Note: Badger does not directly use CGO but it relies on Installing Badger Command Line Tool
Download and extract the latest Badger DB release from https://github.com/dgraph-io/badger/releases and then run the following commands.
$ cd badger-<version>/badger
$ go install
This will install the badger command line utility into your $GOBIN path.
Choosing a version
BadgerDB is a pretty special package from the point of view that the most important change we can make to it is not on its API but rather on how data is stored on disk.
This is why we follow a version naming schema that differs from Semantic Versioning.
- New major versions are released when the data format on disk changes in an incompatible way.
- New minor versions are released whenever the API changes but data compatibility is maintained. Note that the changes on the API could be backward-incompatible - unlike Semantic Versioning.
- New patch versions are released when there's no changes to the data format nor the API.
Following these rules:
- v1.5.0 and v1.6.0 can be used on top of the same files without any concerns, as their major version is the same, therefore the data format on disk is compatible.

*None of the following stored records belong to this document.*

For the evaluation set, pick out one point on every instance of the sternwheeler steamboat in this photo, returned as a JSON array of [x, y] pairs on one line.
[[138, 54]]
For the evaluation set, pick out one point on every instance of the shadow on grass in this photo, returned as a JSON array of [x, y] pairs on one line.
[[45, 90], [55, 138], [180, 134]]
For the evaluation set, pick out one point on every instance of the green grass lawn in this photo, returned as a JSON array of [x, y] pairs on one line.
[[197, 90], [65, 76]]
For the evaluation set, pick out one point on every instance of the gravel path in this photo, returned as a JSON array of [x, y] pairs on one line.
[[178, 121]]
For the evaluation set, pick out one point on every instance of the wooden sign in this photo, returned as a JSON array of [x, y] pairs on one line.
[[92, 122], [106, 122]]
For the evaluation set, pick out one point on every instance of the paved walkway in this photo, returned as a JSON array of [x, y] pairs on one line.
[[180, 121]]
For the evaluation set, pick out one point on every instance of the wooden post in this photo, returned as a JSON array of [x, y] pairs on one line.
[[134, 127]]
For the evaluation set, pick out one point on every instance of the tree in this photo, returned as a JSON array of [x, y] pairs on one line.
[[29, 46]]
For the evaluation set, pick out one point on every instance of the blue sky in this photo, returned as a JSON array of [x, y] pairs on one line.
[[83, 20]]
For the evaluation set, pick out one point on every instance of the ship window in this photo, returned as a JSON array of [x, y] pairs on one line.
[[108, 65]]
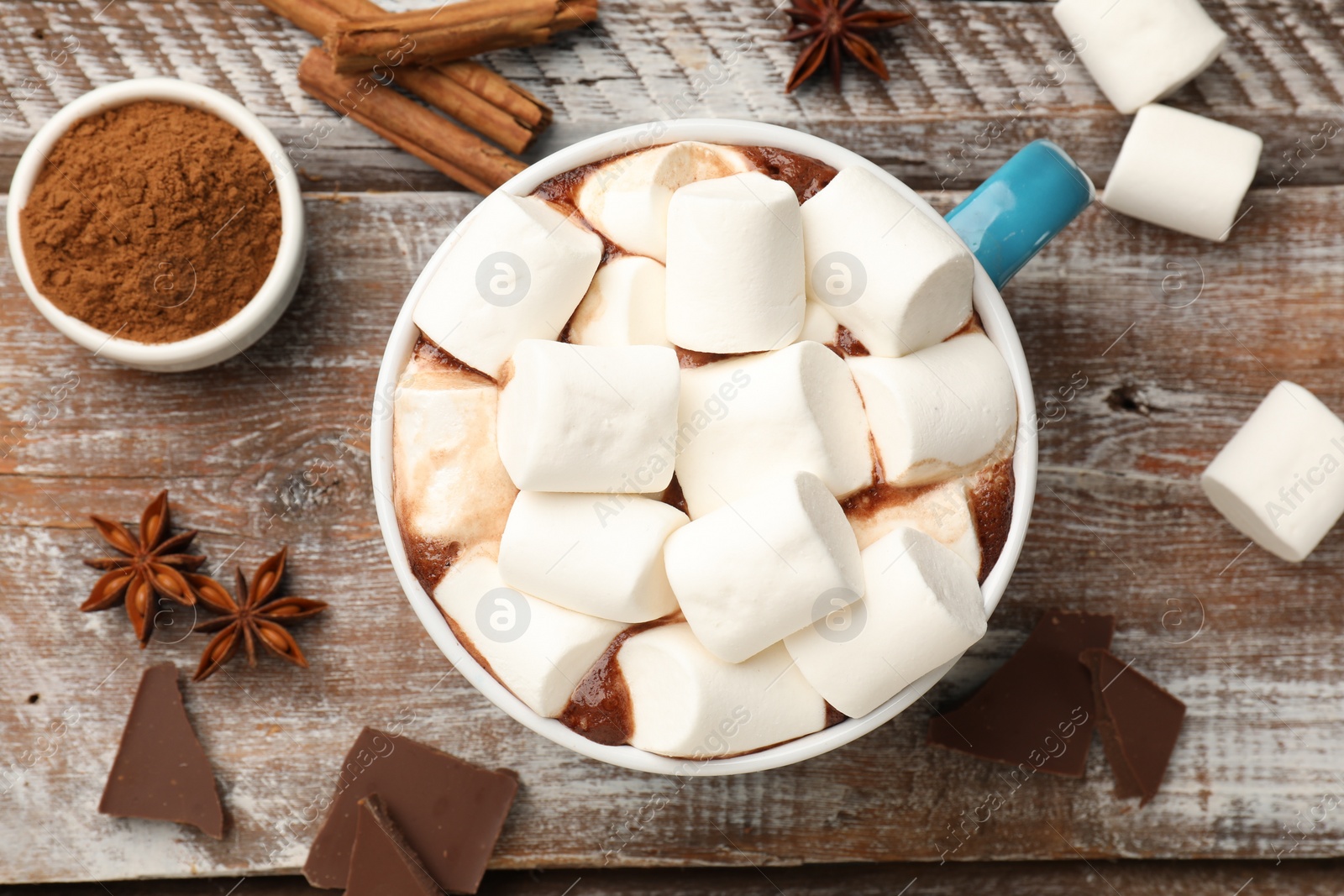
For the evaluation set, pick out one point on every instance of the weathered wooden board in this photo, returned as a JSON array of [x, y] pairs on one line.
[[953, 879], [1175, 338], [270, 449], [972, 81]]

- v1.6.0 and v2.0.0 are data incompatible as their major version implies, so files created with v1.6.0 will need to be converted into the new format before they can be used by v2.0.0.
For a longer explanation on the reasons behind using a new versioning naming schema, you can read VERSIONING.md.
Badger Documentation
Badger Documentation is available at https://dgraph.io/docs/badger
Resources
Blog Posts
- Introducing Badger: A fast key-value store written natively in Go
- Make Badger crash resilient with ALICE
- Badger vs LMDB vs BoltDB: Benchmarking key-value databases in Go
- Concurrent ACID Transactions in Badger
Design
Badger was written with these design goals in mind:
- Write a key-value database in pure Go.
- Use latest research to build the fastest KV database for data sets spanning terabytes.
- Optimize for SSDs.
Badger’s design is based on a paper titled WiscKey: Separating Keys from Values in SSD-conscious Storage.
Comparisons
Feature | Badger | RocksDB | BoltDB |
---|---|---|---|
Design | LSM tree with value log | LSM tree only | B+ tree |
High Read throughput | Yes | No | Yes |
High Write throughput | Yes | Yes | No |
Designed for SSDs | Yes (with latest research 1) | Not specifically 2 | No |
Embeddable | Yes | Yes | Yes |
Sorted KV access | Yes | Yes | Yes |
Pure Go (no Cgo) | Yes | No | Yes |
Transactions | Yes, ACID, concurrent with SSI3 | Yes (but non-ACID) | Yes, ACID |
Snapshots | Yes | Yes | Yes |
TTL support | Yes | Yes | No |
3D access (key-value-version) | Yes4 | No | No |
1 The WISCKEY paper (on which Badger is based) saw big wins with separating values from keys, significantly reducing the write amplification compared to a typical LSM tree.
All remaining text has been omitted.